Dani Gibbs was one of the Christchurch midwives picketing outside Christchurch Womens’ Hospital as hospital midwives continue their fortnight of two-hour strikes twice a day across the 20 district health boards.
The MERAS union members – who make up 1155 of the 1400 DHB-employed midwives – are striking after voting to reject the DHBs’ offer, which would keep registered midwives’ pay on par with registered nurses despite different scopes of practice and training requirements.
Gibbs, a new graduate midwife, has been rostered on twice as providing life-preserving services during the strike times and to date has only managed not to work for 10 minutes of those four hours.
“Once I was looking after a sick baby with respiratory issues and I couldn’t leave that baby because there wasn’t enough staff to ensure it would be safe, so I stayed.” She said the second time she stood down for 10 minutes but then had to assist in an epidural handover and was then called to theatre for an emergency Caesarean within the two-hour strike period.
“I think that’s been hard for us to digest,” said Gibbs.
“We want to strike and we want to go off the floor but we can’t… It’s showed how needed we are and nobody can replace us.”
The DHBs’ spokesperson Jim Green says the pay offer to MERAS is a “really, really good deal” that included an agreement to start implementing a separate pay equity claim for midwives from December 31 2019, which would likely lead to a pay differential between registered nurses and registered midwives.
Jill Ovens, industrial co-leader of MERAS, said the pay equity process agreed to was for any pay equity agreement to be backdated to December 31 2019 – not that pay would change from that date.
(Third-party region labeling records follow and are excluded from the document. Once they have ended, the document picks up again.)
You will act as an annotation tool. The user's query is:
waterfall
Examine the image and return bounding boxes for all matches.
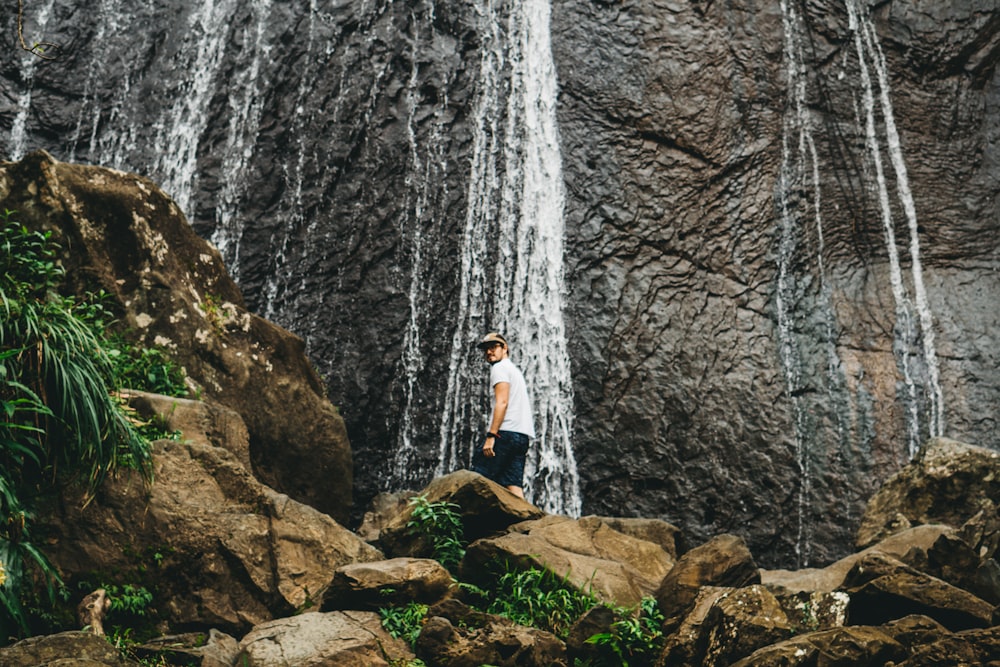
[7,0,55,160]
[210,0,274,280]
[847,0,944,457]
[154,0,237,216]
[393,0,448,474]
[438,0,581,516]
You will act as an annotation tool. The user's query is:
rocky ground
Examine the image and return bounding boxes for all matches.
[0,436,1000,667]
[0,154,1000,667]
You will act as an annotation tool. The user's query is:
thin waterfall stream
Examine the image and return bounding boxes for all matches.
[438,0,582,516]
[847,0,944,458]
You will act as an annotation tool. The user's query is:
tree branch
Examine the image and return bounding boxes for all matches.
[17,0,59,60]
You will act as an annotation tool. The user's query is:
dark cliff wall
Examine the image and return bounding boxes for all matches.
[0,0,1000,564]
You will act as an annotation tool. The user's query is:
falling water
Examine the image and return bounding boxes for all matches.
[775,1,822,567]
[211,0,274,280]
[393,0,448,474]
[439,0,581,516]
[847,0,944,457]
[8,0,55,160]
[155,0,237,215]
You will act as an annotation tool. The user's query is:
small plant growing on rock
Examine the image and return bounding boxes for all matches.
[406,495,465,570]
[587,597,663,667]
[486,565,598,639]
[378,602,428,648]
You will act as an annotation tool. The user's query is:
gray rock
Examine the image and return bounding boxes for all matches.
[844,554,993,631]
[856,438,1000,548]
[657,585,792,667]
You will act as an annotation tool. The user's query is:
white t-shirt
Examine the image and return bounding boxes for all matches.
[490,359,535,438]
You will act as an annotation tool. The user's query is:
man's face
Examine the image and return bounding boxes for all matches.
[483,343,507,364]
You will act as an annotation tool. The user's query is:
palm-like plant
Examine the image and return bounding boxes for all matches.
[0,211,149,639]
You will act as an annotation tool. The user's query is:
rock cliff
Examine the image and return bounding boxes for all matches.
[0,0,1000,565]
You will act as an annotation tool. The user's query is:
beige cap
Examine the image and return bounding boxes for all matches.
[476,331,507,350]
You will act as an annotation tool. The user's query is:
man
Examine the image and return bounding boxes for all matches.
[472,332,535,498]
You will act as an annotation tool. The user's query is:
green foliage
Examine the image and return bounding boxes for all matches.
[0,211,150,640]
[378,602,427,648]
[406,495,465,570]
[104,584,153,616]
[107,335,188,397]
[486,565,599,638]
[587,597,663,667]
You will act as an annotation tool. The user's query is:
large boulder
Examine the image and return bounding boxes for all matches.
[462,515,674,606]
[321,558,454,611]
[657,585,793,667]
[36,440,382,633]
[844,553,993,631]
[416,600,568,667]
[856,438,1000,548]
[0,152,353,523]
[235,611,413,667]
[656,535,760,627]
[760,524,955,593]
[731,625,907,667]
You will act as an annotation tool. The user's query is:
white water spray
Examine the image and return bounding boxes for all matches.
[775,0,826,567]
[8,0,55,161]
[847,0,944,457]
[438,0,582,516]
[155,0,237,216]
[211,0,271,280]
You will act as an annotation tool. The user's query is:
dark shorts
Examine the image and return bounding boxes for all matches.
[472,431,529,487]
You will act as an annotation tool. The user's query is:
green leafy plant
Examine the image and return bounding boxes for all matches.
[406,495,465,570]
[104,584,153,616]
[587,597,664,667]
[486,564,599,638]
[0,210,151,639]
[107,334,189,397]
[379,602,428,648]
She said hospital employed midwives – having watched the elongated pay equity battle of their self-employed midwives colleagues, which is still not resolved – have little confidence that the pay equity process for employed midwives will be “completed any time soon”.
So in the interim, members were seeking some reshuffling of the pay scale agreed to between the DHBs and NZNO – which represent about 300 of the country’s 1400 employed midwives – to reflect the extra training costs and experience of graduate midwives and an earlier date for introduction of the new top of the pay scale.